Wanderlust has often called out to me in my life. Sometimes it's been because I am suffering from the winter blues and am dreaming of a warm beach on a tropical island. My husband knows I've reached my limit when he finds me browsing
internet travel sites at midnight in the darkness of January looking at
internet airfares to Mexico and Hawaii. There are times that we've had the funds to indulge my need for sunshine. We've gone to that far off tropical island. And let me tell you, indulging one's need is often worse than continuing to tough it out in the dreary cold. It makes it so much harder the next time around.
Sometimes the wanderlust has come, because I can't stand one more day of a summer heat-wave and want to escape to a cool shoreline north of here. I've indulged myself in that arena as well. Once, when I was single, a dear friend and I decided we'd both beat the heat and took off after work on a Friday evening in my
un-
air-conditioned Honda Civic hatchback and headed up the coast of California to the cooler northern climes of Eureka. It is one of the best memories. I felt like I'd really taken control of a situation that seemed so out my control. Who can control the weather? Well, I felt like we did that weekend! And it felt so great and empowering.

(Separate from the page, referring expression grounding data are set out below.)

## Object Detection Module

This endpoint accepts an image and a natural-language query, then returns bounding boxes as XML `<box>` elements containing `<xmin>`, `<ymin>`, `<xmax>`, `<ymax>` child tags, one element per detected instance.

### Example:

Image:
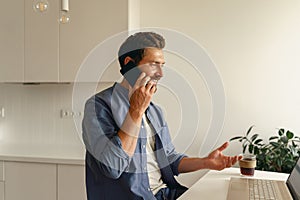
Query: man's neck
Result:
<box><xmin>120</xmin><ymin>78</ymin><xmax>130</xmax><ymax>90</ymax></box>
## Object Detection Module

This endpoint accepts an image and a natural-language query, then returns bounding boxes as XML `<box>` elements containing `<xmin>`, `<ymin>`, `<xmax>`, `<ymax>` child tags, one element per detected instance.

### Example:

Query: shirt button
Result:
<box><xmin>144</xmin><ymin>166</ymin><xmax>147</xmax><ymax>171</ymax></box>
<box><xmin>141</xmin><ymin>125</ymin><xmax>144</xmax><ymax>128</ymax></box>
<box><xmin>148</xmin><ymin>188</ymin><xmax>151</xmax><ymax>191</ymax></box>
<box><xmin>143</xmin><ymin>145</ymin><xmax>146</xmax><ymax>148</ymax></box>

Wanderlust has been a familiar feeling for most of my life. So it has been foreign to me to have this nesting homebody feeling that has come over me the past few years. I suppose it comes with age for many people. For me, it has also come with the reality of actually putting down roots in a home, naming that home
Rosehaven Cottage, and knowing that it will be my home (in all probability) for the rest of my life. It is a comforting feeling, this nesting thing that has grown inside me. It has brought me in tune with the cycles of the earth and nature; with the changing of the seasons; and with the changing of myself as I change seasons in my own life.
But old friend wanderlust peeks in now and again. As a result, I am flying out in a couple of days to visit my aunt and attend a week-long continuing education experience that I've always wanted to participate in but haven't. It will be a wonderful opportunity to visit with my aunt, get valuable education in preparation for my volunteer teaching that will begin again in September, and I will also have the wonderful privilege of being the photographer at my cousin's wedding reception. But I leave my dear husband (and best friend) at home with the kitties, the garden, and the fish in the pond.
Prior to marrying my soul mate almost 10 years ago, I considered myself a very independent and empowered woman. So why is it now so hard to leave when I wouldn't have batted an eye a decade ago? Why am I obsessing over vacuuming every nook and cranny and dusting places I haven't dusted in forever? I've done my umpteenth load of laundry today. I've scrubbed the windowsills (when do I ever do that?). I've mentally churned all day.
I think it's because when it comes right down to it, I'm finally content in my life. I finally feel a sense of belonging to something, to someone, and to the very soil that I till and sow my seeds within. It is hard to be transplanted, even temporarily, when I've finally grown roots.